La durée de vie attribuée au fœtus — et nous disons bien «attribuée» — est très variable. En particulier, qu’il sorte trop tôt de l’utérus maternel par exemple, et le voilà nommé, non plus fœtus — même s’il a l’âge de celui-ci, quoique pas le statut — mais enfant «prématuré». De plus, l’évolution des techniques de réanimation semble permettre de fixer de plus en plus tôt les limites de viabilité du fœtus. Ce qui contribue inexorablement à «mutiler», pour ainsi dire, au niveau du sens, l’idée même de fœtus. En poussant les choses à l’extrême, on pourrait même se demander si les neuf mois de vie intra-utérine qui précèdent la naissance vont conserver un sens au vu du véritable arrimage par lequel on lie le fœtus — de manière souvent plus affective qu’objective et scientifique — à ce qu’on appelle, sans autre définition ni idée préconçue: «la vie»; des techniques de plus en plus finement spécialisées qui s’emparent plus ou moins directement de la représentation qu’on peut se faire du fœtus; des observations extérieures, toujours plus nombreuses et sophistiquées, dont le fœtus est devenu bien souvent l’objet non consentant, mais quelquefois souffrant; des interprétations adultomorphiques qui ont tendance, parfois, à prolonger certaines observations. En somme, le fœtus pourrait aujourd’hui courir le risque d’être « presque de ce monde avant d’être né», ce qui n’est pas sans conséquence, sans doute plus négative que franchement positive.

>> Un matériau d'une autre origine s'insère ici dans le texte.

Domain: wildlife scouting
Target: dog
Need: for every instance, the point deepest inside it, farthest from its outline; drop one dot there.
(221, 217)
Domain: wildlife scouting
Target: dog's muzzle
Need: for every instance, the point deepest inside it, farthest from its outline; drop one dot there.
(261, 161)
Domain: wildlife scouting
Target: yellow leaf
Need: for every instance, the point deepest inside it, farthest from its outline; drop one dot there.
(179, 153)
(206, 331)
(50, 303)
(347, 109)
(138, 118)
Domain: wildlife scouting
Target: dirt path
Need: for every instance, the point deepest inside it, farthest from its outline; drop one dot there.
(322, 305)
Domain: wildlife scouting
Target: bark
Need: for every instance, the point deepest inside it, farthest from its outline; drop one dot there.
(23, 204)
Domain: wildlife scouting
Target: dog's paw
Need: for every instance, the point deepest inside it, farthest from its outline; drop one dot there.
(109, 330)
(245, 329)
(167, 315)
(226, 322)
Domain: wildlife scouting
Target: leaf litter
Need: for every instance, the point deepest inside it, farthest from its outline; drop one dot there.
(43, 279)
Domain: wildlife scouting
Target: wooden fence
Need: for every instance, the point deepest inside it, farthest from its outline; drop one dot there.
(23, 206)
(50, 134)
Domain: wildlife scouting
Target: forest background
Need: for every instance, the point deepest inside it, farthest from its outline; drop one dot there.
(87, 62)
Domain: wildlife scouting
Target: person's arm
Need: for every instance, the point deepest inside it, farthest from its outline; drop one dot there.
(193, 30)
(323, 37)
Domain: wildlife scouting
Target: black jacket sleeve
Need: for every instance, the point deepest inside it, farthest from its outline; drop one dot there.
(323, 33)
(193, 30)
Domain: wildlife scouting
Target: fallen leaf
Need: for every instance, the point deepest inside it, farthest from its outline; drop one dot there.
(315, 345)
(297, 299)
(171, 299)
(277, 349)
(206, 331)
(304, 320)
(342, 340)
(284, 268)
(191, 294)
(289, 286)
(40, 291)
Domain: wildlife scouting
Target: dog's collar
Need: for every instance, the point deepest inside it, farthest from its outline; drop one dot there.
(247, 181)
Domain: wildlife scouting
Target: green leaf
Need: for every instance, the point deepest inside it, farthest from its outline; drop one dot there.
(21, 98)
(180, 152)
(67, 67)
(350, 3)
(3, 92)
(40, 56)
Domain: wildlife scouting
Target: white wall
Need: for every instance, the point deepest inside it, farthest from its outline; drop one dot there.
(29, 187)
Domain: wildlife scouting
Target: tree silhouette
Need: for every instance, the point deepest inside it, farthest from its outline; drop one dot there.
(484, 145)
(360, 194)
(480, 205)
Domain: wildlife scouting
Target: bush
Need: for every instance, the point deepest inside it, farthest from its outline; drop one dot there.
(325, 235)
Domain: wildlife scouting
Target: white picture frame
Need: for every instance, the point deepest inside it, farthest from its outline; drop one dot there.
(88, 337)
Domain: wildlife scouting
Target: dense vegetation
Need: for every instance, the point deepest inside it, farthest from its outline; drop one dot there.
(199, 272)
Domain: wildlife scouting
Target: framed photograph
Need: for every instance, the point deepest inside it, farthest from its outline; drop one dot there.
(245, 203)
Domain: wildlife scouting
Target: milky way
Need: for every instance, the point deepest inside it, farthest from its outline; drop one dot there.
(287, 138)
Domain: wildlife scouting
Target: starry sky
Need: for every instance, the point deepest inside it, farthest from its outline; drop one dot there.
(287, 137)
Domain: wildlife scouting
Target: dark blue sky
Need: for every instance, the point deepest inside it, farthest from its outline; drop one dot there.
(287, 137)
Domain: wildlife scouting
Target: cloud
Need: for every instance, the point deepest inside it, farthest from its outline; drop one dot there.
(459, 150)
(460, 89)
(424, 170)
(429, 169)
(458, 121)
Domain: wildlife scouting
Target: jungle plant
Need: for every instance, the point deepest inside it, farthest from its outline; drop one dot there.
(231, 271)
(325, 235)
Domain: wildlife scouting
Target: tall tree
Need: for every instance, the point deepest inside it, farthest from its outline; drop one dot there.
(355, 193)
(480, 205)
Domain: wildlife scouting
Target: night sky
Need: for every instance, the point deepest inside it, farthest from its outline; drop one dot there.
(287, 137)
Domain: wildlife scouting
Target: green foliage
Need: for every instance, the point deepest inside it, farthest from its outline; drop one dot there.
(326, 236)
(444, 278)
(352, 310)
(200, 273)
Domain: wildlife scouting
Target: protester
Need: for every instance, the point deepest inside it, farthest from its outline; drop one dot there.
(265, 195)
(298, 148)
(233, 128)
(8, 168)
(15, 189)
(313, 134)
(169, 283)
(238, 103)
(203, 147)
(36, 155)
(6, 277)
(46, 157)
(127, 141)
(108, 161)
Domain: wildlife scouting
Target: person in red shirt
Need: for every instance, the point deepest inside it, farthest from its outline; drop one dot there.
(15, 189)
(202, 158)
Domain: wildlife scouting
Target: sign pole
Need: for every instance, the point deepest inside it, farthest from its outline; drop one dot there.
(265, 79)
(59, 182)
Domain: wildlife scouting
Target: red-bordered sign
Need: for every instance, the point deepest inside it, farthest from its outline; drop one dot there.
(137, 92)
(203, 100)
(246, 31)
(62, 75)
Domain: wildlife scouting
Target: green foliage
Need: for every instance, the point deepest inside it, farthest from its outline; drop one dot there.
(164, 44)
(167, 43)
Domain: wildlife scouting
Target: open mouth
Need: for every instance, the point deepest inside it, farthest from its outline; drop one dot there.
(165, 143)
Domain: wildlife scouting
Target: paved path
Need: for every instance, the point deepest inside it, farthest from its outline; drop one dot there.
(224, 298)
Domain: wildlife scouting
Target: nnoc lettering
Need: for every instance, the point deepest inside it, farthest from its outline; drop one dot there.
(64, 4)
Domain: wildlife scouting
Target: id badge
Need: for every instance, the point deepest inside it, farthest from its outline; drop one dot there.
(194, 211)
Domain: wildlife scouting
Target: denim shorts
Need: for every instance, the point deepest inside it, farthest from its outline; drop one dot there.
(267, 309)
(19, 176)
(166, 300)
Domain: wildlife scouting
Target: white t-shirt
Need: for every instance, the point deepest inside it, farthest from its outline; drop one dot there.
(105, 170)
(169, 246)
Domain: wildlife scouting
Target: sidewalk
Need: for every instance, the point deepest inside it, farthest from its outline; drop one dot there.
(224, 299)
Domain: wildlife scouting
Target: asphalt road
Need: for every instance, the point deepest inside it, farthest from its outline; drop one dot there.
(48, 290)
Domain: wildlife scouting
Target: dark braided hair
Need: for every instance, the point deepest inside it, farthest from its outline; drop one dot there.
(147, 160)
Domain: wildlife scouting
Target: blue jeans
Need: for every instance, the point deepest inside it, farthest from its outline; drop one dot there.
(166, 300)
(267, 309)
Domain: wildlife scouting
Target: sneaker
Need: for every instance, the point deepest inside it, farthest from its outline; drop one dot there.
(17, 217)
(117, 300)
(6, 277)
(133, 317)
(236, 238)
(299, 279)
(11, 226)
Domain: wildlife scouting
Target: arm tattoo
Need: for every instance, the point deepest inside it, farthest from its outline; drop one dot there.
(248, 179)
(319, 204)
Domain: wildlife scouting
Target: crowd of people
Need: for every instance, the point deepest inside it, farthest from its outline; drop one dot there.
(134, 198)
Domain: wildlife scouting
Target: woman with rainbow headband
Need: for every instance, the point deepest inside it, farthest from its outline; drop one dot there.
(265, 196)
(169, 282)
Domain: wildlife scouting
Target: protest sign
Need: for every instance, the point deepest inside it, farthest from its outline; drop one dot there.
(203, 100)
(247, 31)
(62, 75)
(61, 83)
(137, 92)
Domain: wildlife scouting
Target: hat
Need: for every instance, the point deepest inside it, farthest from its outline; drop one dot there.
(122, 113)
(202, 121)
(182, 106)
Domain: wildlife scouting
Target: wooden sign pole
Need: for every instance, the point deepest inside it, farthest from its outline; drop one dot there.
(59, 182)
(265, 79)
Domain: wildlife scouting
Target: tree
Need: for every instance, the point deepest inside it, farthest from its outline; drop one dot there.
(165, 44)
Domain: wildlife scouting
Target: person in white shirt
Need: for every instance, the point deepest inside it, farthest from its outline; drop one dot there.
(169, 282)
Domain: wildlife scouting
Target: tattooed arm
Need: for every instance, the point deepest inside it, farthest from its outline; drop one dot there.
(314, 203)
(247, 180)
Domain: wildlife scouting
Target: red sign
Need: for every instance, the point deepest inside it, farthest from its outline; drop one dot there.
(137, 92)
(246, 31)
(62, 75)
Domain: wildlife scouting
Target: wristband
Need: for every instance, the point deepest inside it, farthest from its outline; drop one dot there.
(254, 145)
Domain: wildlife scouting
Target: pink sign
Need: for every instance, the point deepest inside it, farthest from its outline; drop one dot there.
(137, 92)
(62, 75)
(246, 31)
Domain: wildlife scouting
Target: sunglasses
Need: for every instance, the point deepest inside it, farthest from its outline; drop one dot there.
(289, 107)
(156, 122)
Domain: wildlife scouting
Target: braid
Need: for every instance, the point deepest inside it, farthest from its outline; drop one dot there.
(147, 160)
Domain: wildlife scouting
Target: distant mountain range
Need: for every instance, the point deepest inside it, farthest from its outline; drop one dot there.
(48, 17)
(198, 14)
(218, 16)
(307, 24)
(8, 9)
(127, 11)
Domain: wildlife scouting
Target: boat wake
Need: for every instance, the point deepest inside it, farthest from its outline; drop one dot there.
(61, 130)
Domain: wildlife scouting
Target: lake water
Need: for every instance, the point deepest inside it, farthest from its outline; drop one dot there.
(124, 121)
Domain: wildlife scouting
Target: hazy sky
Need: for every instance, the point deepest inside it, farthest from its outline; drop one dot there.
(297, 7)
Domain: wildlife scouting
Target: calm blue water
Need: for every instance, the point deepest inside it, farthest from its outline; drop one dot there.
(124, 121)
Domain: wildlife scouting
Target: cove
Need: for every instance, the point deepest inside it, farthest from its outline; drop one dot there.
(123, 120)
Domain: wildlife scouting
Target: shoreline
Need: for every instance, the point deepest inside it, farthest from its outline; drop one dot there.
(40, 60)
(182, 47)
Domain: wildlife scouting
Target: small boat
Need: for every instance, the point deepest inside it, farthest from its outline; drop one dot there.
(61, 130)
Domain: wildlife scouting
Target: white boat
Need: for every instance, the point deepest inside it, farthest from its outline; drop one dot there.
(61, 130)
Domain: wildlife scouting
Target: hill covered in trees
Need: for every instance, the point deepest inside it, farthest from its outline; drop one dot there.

Une mère n’est pas un laboratoire. Quand la mère éprouve son enfant et s’éprouve elle-même en le sentant, ce n’est pas de cellules en train de se diviser et multiplier qu’il s’agit, mais de rêve. Un rêve habité de personnages réels et qui parlent, qui communiquent. Non, certes, avec nos mots d’adultes, signifiants intellectuels vecteurs de l’idée des choses, mais avec des mots concrets de chair, une foule de sensations, d’émotions, de ressentis les plus divers. La grossesse est un dialogue de l’inconscient biologique le plus primitif. Et si l’apparition des fonctions et aptitudes sensitivo-sensorielles du fœtus s’étale, en gros, de la 9 e semaine de la gestation, pour l’odorat, à la 22 e semaine pour la vision — alors «opérationnelle» bien qu’encore sans objet — c’est environ au 3 e mois que certains chercheurs sont portés à considérer qu’il y a réellement «quelqu’un» dans l’utérus maternel. Mais de telles datations ont fait jusqu’ici l’objet de beaucoup d’hésitations et de beaucoup de modifications.